Тим О'Брайен. «Как рассказать подлинную историю о войне» (Из книги «The Things They Carried»)
Женщина в янтаре i_002.jpg

Я не совсем убеждена, что все в моем рассказе было именно так. Некоторые события происходили, когда мне было всего семь лет, многое я определенно забыла, многого просто никогда не знала, да и не понимала. Но возможности сравнить свои воспоминания с чужими у меня не было. В нашей семье никто не хочет говорить о войне: наверняка их память молчаливо отзывается на многое, но они ничего не рассказывают. А я, как бы ни старалась, не могу заставить себя заняться изысканиями. Я в состоянии читать лишь романы о войне, словно они безопаснее документальных свидетельств об этом времени.

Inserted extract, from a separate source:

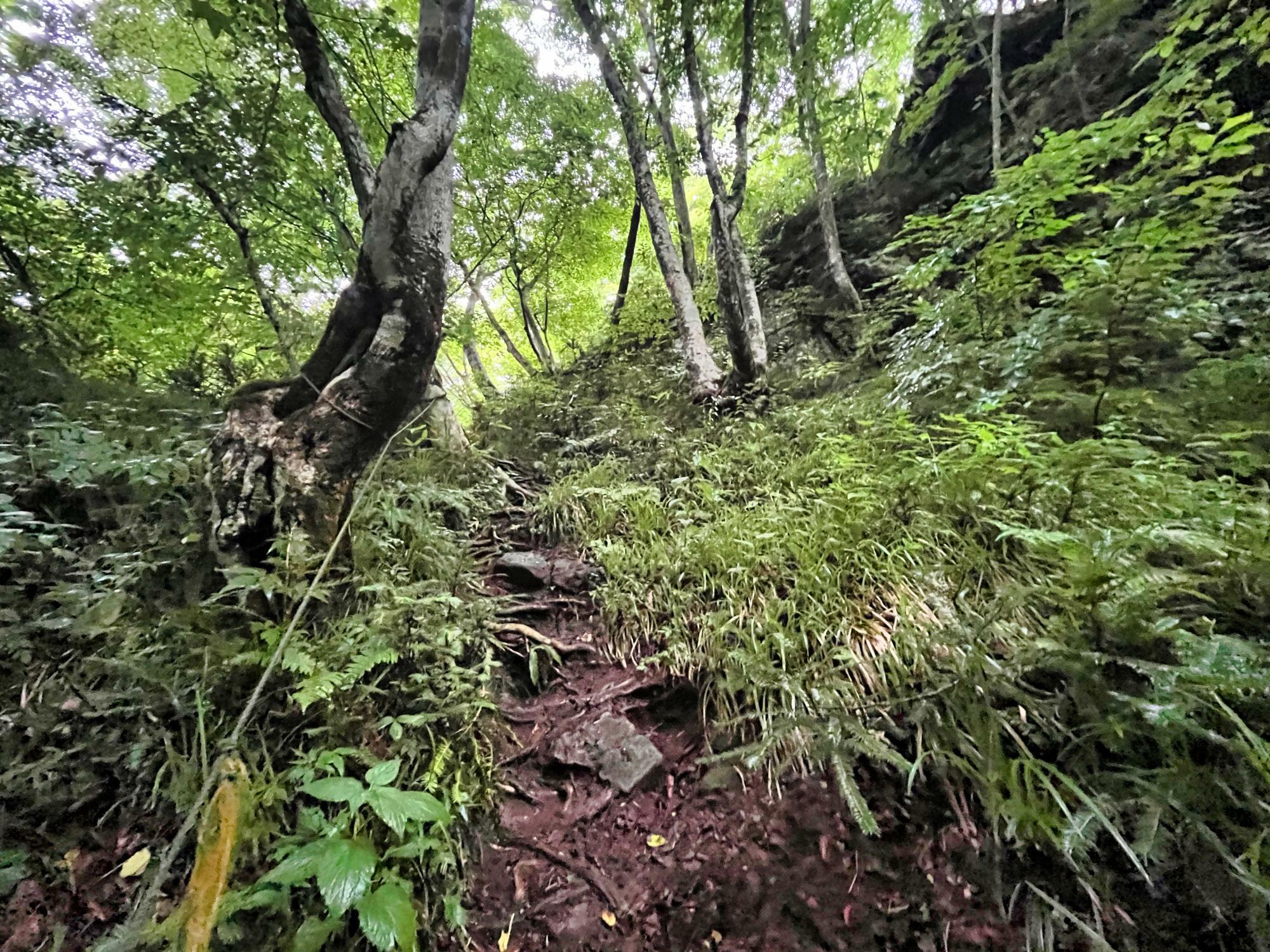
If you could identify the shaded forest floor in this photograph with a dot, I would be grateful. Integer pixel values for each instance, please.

Я знаю, что на собственную память нельзя полагаться: она избирательна, она маскируется, она искажает. Другой те же события расскажет совсем иначе. Я не гарантирую исторической достоверности; я буду рассказывать лишь то, что помню. Я фантазировала, угадывала, даже кое-что присочинила, чтобы повествование получилось связным, приобрело некую форму. Я изменила некоторые имена и особенно узнаваемые детали, чтобы оградить личную жизнь тех, о ком говорю.

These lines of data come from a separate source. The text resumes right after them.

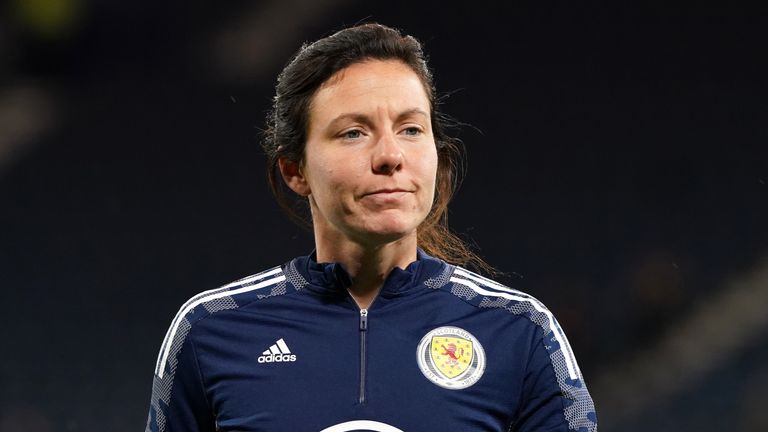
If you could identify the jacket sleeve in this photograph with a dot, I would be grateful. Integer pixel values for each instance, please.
(178, 396)
(554, 399)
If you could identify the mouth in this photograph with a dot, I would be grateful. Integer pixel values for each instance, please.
(387, 191)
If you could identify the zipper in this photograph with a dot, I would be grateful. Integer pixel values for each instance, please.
(363, 331)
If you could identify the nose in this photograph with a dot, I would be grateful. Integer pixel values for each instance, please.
(387, 156)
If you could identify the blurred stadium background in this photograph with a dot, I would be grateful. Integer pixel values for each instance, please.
(617, 171)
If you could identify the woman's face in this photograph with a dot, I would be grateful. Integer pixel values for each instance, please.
(370, 160)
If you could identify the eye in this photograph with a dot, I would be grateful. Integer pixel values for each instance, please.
(412, 131)
(352, 134)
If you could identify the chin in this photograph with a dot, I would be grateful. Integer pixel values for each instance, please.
(389, 232)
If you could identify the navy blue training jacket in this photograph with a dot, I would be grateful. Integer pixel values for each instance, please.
(439, 349)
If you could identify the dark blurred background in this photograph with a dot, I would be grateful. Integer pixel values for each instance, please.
(617, 171)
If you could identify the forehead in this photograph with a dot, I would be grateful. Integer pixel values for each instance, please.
(367, 87)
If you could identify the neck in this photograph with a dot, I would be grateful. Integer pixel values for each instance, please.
(367, 265)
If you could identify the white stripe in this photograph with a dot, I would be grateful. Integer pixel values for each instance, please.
(283, 346)
(570, 362)
(361, 425)
(492, 284)
(175, 322)
(165, 351)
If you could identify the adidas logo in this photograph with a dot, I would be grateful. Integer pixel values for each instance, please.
(278, 352)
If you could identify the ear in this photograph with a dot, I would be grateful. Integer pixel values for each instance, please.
(293, 177)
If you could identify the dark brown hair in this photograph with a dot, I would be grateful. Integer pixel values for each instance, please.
(288, 122)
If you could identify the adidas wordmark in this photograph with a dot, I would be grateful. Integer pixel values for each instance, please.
(278, 352)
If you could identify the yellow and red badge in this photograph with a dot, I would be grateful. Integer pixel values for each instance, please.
(451, 357)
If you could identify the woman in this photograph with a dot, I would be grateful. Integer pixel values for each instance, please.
(375, 330)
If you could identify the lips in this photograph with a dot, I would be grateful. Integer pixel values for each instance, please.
(386, 191)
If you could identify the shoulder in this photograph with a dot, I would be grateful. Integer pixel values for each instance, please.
(269, 283)
(487, 293)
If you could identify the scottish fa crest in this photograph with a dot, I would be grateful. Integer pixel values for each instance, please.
(451, 357)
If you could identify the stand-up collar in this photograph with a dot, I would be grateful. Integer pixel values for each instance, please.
(333, 278)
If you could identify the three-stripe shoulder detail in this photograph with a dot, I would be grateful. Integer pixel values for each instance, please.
(490, 288)
(261, 280)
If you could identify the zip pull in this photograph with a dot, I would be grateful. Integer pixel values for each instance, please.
(363, 319)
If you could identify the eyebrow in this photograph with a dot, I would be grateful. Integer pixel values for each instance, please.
(363, 118)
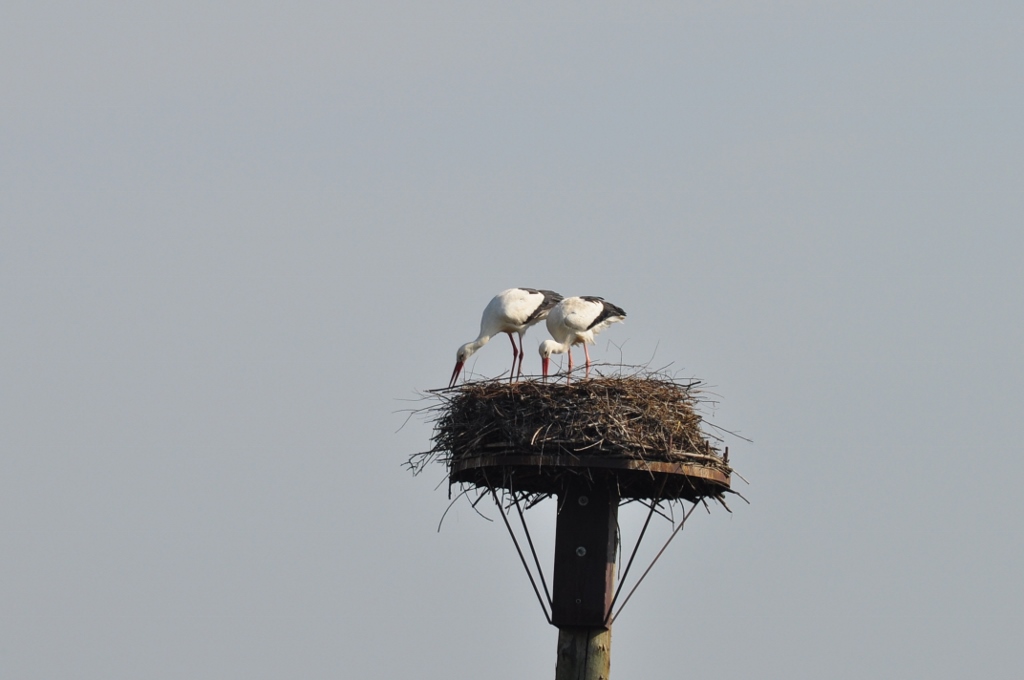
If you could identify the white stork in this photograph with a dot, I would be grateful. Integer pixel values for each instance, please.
(576, 321)
(510, 311)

Особо хочу сказать о домысленном мною. Все воспоминания, особенно самые травмирующие, вначале бессловесны. Оформленные в слова, они неизбежно обретают некий иной смысл (Judith Lewis Herman, Trauma and Recovery, Basic Books, 1992). Формы повествования, с точки зрения их «правдивости», равноценны, и все же многие сухое повествование и выводы наивно предпочитают драматизации и диалогу. Я же предпочла показать людей из моего прошлого через их поступки, позволила им говорить, ибо так я их вижу и слышу. В конце концов все воспоминания — это попытка «изобрести правду» (William Zinsser, Inventing the Truth: The Art and Craft of Memoir, Houghton Mifflin, 1987). И в то же время это тест на порядочность, что заставляет автора быть достоверным и беспристрастным.

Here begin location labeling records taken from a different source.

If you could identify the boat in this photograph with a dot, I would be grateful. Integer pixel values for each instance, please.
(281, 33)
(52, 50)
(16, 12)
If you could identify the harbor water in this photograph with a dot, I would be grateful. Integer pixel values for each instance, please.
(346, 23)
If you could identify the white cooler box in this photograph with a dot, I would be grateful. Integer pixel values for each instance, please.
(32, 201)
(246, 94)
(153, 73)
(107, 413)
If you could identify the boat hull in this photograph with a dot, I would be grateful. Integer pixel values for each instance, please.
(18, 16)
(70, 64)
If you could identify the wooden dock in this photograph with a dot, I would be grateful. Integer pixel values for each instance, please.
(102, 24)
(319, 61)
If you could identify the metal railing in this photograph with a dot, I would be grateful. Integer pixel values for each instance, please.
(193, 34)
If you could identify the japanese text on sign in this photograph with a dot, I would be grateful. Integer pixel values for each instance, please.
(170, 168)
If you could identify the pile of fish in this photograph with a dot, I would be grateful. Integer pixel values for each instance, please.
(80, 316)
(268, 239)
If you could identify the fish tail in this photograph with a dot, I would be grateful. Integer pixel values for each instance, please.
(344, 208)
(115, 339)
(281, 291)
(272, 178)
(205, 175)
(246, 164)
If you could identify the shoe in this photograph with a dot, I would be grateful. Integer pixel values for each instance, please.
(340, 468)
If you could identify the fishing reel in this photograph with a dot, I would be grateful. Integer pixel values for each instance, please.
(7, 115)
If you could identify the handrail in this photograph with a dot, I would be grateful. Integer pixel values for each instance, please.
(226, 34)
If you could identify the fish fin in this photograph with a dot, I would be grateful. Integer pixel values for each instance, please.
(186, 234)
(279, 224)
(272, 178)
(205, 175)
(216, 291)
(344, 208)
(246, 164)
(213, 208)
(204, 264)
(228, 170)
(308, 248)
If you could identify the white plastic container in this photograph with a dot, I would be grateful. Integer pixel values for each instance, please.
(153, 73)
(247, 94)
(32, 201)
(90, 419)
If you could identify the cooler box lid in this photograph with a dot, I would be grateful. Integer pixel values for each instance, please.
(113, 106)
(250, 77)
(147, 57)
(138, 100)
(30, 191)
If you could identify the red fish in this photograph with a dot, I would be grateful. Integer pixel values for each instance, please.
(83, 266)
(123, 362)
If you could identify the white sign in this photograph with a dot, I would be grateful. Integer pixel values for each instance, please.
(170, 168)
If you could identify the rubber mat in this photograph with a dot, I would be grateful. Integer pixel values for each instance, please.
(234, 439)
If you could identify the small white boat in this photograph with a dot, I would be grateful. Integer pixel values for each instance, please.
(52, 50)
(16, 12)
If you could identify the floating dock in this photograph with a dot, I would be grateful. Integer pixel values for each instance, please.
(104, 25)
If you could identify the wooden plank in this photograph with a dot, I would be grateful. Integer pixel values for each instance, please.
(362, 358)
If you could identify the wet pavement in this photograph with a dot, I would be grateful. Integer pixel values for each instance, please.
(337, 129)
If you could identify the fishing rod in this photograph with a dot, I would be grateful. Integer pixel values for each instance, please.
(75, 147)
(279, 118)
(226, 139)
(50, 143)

Зачем же рассказывать эту историю сейчас, когда после второй мировой войны прошло столько лет? Ведь снаряды на всех войнах когда-нибудь перестают рваться, большинство ран затягивается, воспоминания тускнеют. Однако ужасы войны — это только начало повествования. Маленький мальчик, поднявший руки под направленным на него дулом, девочка, ставшая свидетельницей изнасилования, голодные дети, просящие подаяния, — всем, кому суждено было остаться в живых, приходилось учиться жить с этим страшным знанием. Более сорока лет живу я, испытывая стыд, гнев и чувство вины. Меня спасли чужие рассказы, психотерапия, сны и любовь. Моя история — подтверждение тому, что исцеление возможно.

Войны никогда не кончаются, как и рассказы о них. Я молюсь, чтобы войны исчезли, и горячо надеюсь, что все их жертвы будут поняты. Я хочу, чтобы после того, как прекратились зверства, этим людям еще долго были дарованы нежность и любовь.

ЧАСТЬ I

1. РАЗГОВОРЫ В ПОСТЕЛИ

Мы разговариваем в постели, снова друзья, уже не любовники. Листья папоротника абрикосового цвета на жемчужно-сером фоне фланелевой простыни замирают. Мы оба удивляемся раскатам грома, гром в феврале, в Висконсине, гром на замерзшую землю и грязный снег. Моя рука легко касается его седин, наши ноги все так же переплетены. Скоро мы отвернемся друг от друга, но спины наши будут соприкасаться, достаточно близко, чтобы оставаться теплыми. К каждому из нас придут свои сны. Он будет бродить по горам Сангре-де-Кристо в Нью-Мексико или ехать лесной дорогой на озеро Берчайленд в Висконсине. Я буду выносить ребенка из горящего поселка в Латвии, прятаться от нацистских надзирателей, спешить на последний поезд. В снах, где каждый из нас видит себя семилетним ребенком, мы говорим на разных языках.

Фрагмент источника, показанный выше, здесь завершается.